Documentation
# sync metrics proposal

## current

Sync activity is only visible via `writestead_mcp_tool_calls_by_tool_total{tool="wiki_sync"}` and `writestead_mcp_tool_errors_by_tool_total{tool="wiki_sync"}`. These count explicit MCP `wiki_sync` invocations.

Sync backend runs triggered by other paths are uncounted:
- background periodic sync (if any)
- sync-on-write triggered by `wiki_write` / `wiki_edit`
- CLI `writestead sync`

Effect: Grafana's "Sync Activity" panel stays flat unless someone manually calls the `wiki_sync` MCP tool — misleading, since syncs are happening on writes.

## proposed

Expose dedicated sync counters that cover every code path that runs the sync backend.

```
writestead_sync_runs_total{trigger="..."}    # counter
writestead_sync_errors_total{trigger="..."}  # counter
writestead_sync_duration_seconds_sum
writestead_sync_duration_seconds_count
```

Trigger labels: `mcp` | `write` | `edit` | `cli` | `background` (extensible).

Error label could carry `reason` too if useful (e.g., `auth`, `network`, `conflict`), but start without — the counter alone unblocks the dashboard.

## implementation sketch

1. Define the counters alongside existing raw/MCP counters in `server.rs` / wherever `McpState` lives.
2. In `syncer::sync_once` (or the single chokepoint that runs `ob sync`), take a `trigger: &'static str` arg, time the call, bump:
   - `runs_total{trigger}` always
   - `errors_total{trigger}` on error path
   - `duration_seconds_{sum,count}` unconditionally
3. Every caller of `sync_once` passes its trigger label:
   - MCP `wiki_sync` tool handler → `"mcp"`
   - Post-write sync in `wiki_write``"write"`
   - Post-edit sync in `wiki_edit``"edit"`
   - CLI `writestead sync``"cli"`
   - Any timer/background path → `"background"`
4. Expose the new series in `/metrics` (sorted label output, same style as `raw_reads_by_format`).

## dashboard follow-up

Grafana's Sync Activity panel switches to:

```
success/min:  sum(rate(writestead_sync_runs_total[5m])) * 60
              - sum(rate(writestead_sync_errors_total[5m])) * 60
errors/min:   sum(rate(writestead_sync_errors_total[5m])) * 60
```

Optional: add per-trigger breakdown panel.

## notes

- Don't remove the existing `wiki_sync` MCP tool counter.

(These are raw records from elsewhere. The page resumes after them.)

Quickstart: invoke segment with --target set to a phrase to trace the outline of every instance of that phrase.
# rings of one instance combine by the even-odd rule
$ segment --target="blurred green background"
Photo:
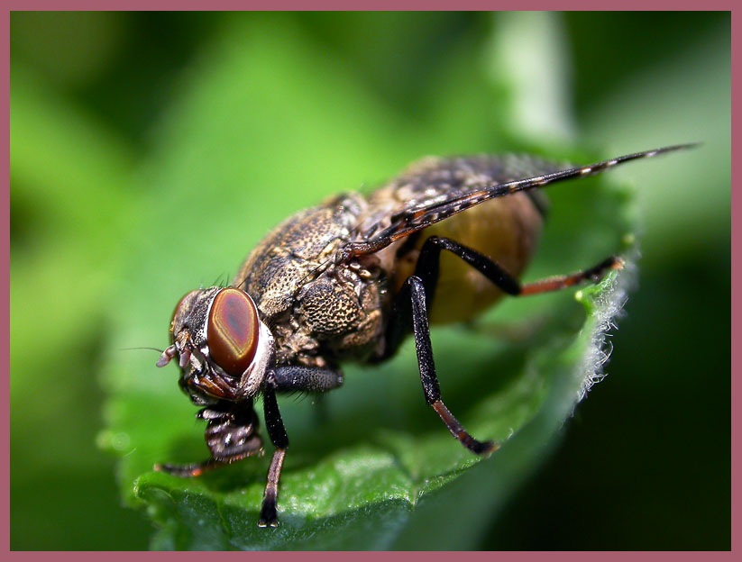
[[[235,50],[244,75],[220,66]],[[149,545],[96,440],[111,311],[126,307],[112,287],[133,249],[193,267],[168,224],[169,244],[142,239],[152,177],[177,185],[209,159],[264,187],[258,208],[287,204],[281,175],[326,185],[298,188],[293,209],[423,153],[691,140],[705,144],[672,167],[617,170],[645,232],[609,376],[471,548],[729,548],[729,77],[726,13],[12,14],[11,548]],[[224,127],[223,105],[243,99],[247,120]],[[263,169],[230,148],[251,119]],[[173,147],[192,155],[185,168]],[[182,204],[203,207],[206,231],[230,209]],[[171,277],[152,283],[194,283]]]

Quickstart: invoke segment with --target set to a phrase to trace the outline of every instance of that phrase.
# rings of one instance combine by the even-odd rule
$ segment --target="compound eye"
[[[242,375],[255,357],[260,322],[252,300],[238,289],[223,289],[208,315],[209,355],[224,372]]]

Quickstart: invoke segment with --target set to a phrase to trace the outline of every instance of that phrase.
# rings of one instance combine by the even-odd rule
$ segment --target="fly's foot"
[[[279,514],[276,511],[276,502],[264,501],[261,508],[261,518],[258,520],[258,527],[278,527]]]

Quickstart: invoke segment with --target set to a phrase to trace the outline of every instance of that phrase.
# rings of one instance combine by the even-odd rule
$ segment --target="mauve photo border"
[[[10,356],[9,356],[9,349],[10,349],[10,287],[9,287],[9,281],[10,281],[10,12],[14,11],[14,8],[16,10],[25,10],[25,11],[33,11],[33,10],[137,10],[137,9],[145,9],[145,10],[201,10],[204,8],[208,8],[210,10],[218,9],[218,10],[348,10],[349,8],[353,8],[355,10],[447,10],[455,8],[457,10],[483,10],[483,11],[490,11],[493,9],[497,10],[507,10],[507,9],[528,9],[528,10],[545,10],[550,7],[559,8],[561,10],[594,10],[597,6],[596,3],[594,2],[587,2],[585,0],[572,0],[570,2],[563,2],[563,3],[554,3],[554,2],[483,2],[481,0],[475,0],[475,1],[469,1],[469,2],[440,2],[440,1],[427,1],[423,2],[421,0],[406,0],[404,2],[397,0],[397,1],[389,1],[389,0],[377,0],[375,2],[339,2],[339,1],[329,1],[325,0],[322,2],[298,2],[297,0],[274,0],[273,2],[257,2],[254,0],[249,2],[234,2],[234,1],[216,1],[216,2],[193,2],[193,1],[181,1],[181,2],[91,2],[89,0],[85,1],[78,1],[78,2],[69,2],[69,3],[61,3],[61,2],[14,2],[9,3],[10,5],[8,6],[8,11],[5,12],[3,15],[4,17],[4,25],[3,25],[3,35],[5,37],[3,41],[3,50],[5,51],[5,54],[3,57],[3,67],[4,72],[3,80],[5,82],[5,86],[3,88],[3,107],[4,111],[2,112],[2,120],[3,125],[6,131],[8,131],[8,137],[6,137],[6,140],[4,140],[4,144],[7,143],[6,146],[4,147],[3,151],[3,168],[5,171],[5,195],[3,197],[2,205],[3,205],[3,216],[5,222],[5,227],[4,228],[3,237],[3,253],[5,256],[4,259],[4,275],[2,277],[3,283],[3,290],[7,295],[7,298],[3,300],[2,302],[2,313],[3,316],[6,319],[5,322],[3,322],[2,330],[2,338],[0,339],[0,353],[2,353],[5,357],[5,361],[4,364],[4,369],[5,370],[5,427],[6,431],[3,433],[3,447],[2,447],[2,454],[4,457],[4,462],[2,464],[2,467],[0,468],[3,473],[3,480],[5,482],[5,490],[4,490],[4,503],[5,503],[5,512],[3,513],[3,518],[5,520],[4,521],[4,533],[5,533],[5,540],[6,544],[6,548],[10,552]],[[653,2],[637,2],[636,0],[624,0],[620,3],[619,7],[621,10],[629,11],[629,10],[637,10],[637,11],[645,11],[645,10],[696,10],[698,8],[699,4],[697,2],[691,3],[687,0],[682,1],[675,1],[675,2],[669,2],[667,0],[664,1],[653,1]],[[605,6],[600,6],[610,9],[613,6],[606,4]],[[735,55],[737,53],[737,44],[738,41],[735,41],[735,23],[736,20],[737,19],[734,15],[734,12],[731,11],[731,3],[711,3],[711,5],[703,5],[703,7],[712,10],[718,11],[729,11],[731,12],[731,26],[732,26],[732,32],[731,32],[731,50],[732,50],[732,68],[731,68],[731,85],[732,85],[732,94],[734,94],[735,90],[738,91],[739,86],[742,86],[742,79],[737,81],[737,73],[735,72]],[[734,106],[735,96],[732,95],[732,106]],[[734,117],[734,112],[732,112],[732,131],[736,129],[735,124],[736,121]],[[735,152],[735,144],[734,144],[734,133],[732,132],[732,162],[735,161],[734,155]],[[732,177],[734,175],[732,174]],[[736,236],[738,235],[739,229],[735,228],[735,209],[737,206],[739,196],[737,195],[735,197],[734,195],[734,188],[731,190],[731,252],[732,252],[732,259],[731,259],[731,281],[732,286],[736,286],[736,281],[742,279],[742,263],[737,265],[736,260],[734,259],[735,249],[737,248],[736,242]],[[737,201],[736,201],[737,200]],[[735,344],[742,345],[742,341],[740,341],[739,338],[739,323],[740,318],[742,317],[742,296],[739,294],[731,293],[731,349],[735,349]],[[739,486],[735,482],[734,475],[737,474],[737,470],[739,469],[740,467],[740,452],[738,447],[738,440],[739,440],[739,424],[740,419],[742,419],[742,406],[740,406],[740,396],[739,396],[739,385],[736,384],[736,378],[737,378],[739,375],[739,371],[742,370],[742,367],[737,366],[734,362],[731,364],[731,404],[730,407],[732,408],[731,411],[731,537],[732,537],[732,548],[731,552],[735,551],[735,545],[737,544],[736,537],[737,535],[737,531],[739,530],[738,525],[738,506],[739,506]],[[737,408],[734,408],[734,405],[737,405]],[[689,444],[689,452],[692,444]],[[719,521],[719,524],[724,524],[724,521]],[[91,530],[94,532],[94,530]],[[41,558],[41,556],[44,556],[46,553],[36,553],[36,552],[13,552],[12,555],[14,557],[20,559],[20,557],[23,557],[24,559],[35,559]],[[83,556],[96,556],[96,553],[78,553],[78,552],[55,552],[54,557],[62,557],[62,559],[68,558],[69,560],[78,560],[80,555]],[[112,553],[111,556],[114,556],[115,558],[118,558],[119,556],[122,557],[121,559],[124,559],[124,557],[129,555],[129,552],[115,552]],[[204,556],[201,553],[192,552],[192,553],[175,553],[175,552],[151,552],[148,553],[147,556],[152,557],[201,557]],[[223,555],[219,555],[223,556]],[[232,553],[231,556],[235,557],[244,557],[250,556],[251,560],[254,560],[254,557],[270,557],[271,559],[282,559],[282,558],[297,558],[301,557],[302,559],[316,559],[316,560],[323,560],[326,561],[329,557],[333,557],[334,559],[339,559],[339,557],[345,556],[344,552],[298,552],[298,553],[292,553],[292,552],[264,552],[264,553]],[[354,556],[360,556],[362,558],[364,559],[371,559],[372,557],[376,556],[374,552],[358,552],[355,553]],[[389,555],[388,555],[389,556]],[[390,556],[393,557],[399,557],[399,558],[408,559],[410,556],[416,556],[413,553],[408,552],[392,552]],[[425,553],[425,556],[428,558],[435,557],[439,559],[444,559],[447,557],[449,555],[445,552],[429,552]],[[482,559],[484,557],[498,557],[498,560],[503,559],[517,559],[517,560],[534,560],[534,559],[546,559],[548,558],[550,561],[554,562],[561,562],[562,560],[569,560],[570,562],[576,562],[578,560],[590,560],[592,562],[595,559],[596,553],[594,552],[499,552],[499,553],[490,553],[490,552],[472,552],[467,554],[467,557],[472,557],[471,559],[478,558]],[[710,556],[719,556],[719,557],[727,557],[729,556],[729,553],[727,551],[722,552],[710,552],[710,553],[697,553],[697,552],[632,552],[630,554],[625,552],[601,552],[598,556],[600,557],[601,562],[605,560],[606,562],[611,562],[612,560],[618,559],[625,559],[627,556],[631,556],[635,560],[646,560],[646,559],[652,559],[652,560],[672,560],[673,562],[684,562],[685,560],[691,559],[698,559],[701,556],[704,558],[708,558]],[[182,558],[181,558],[182,559]],[[194,558],[192,558],[194,559]]]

It's still useful for "manual sync" observability.
- `sync_once` is already the natural chokepoint — no need to sprinkle metric bumps across callers, just thread the trigger label.
- This is pure observability work. No behavior change.

## priority

Low. Incident-safety already landed. Dashboard is slightly misleading, nothing is broken.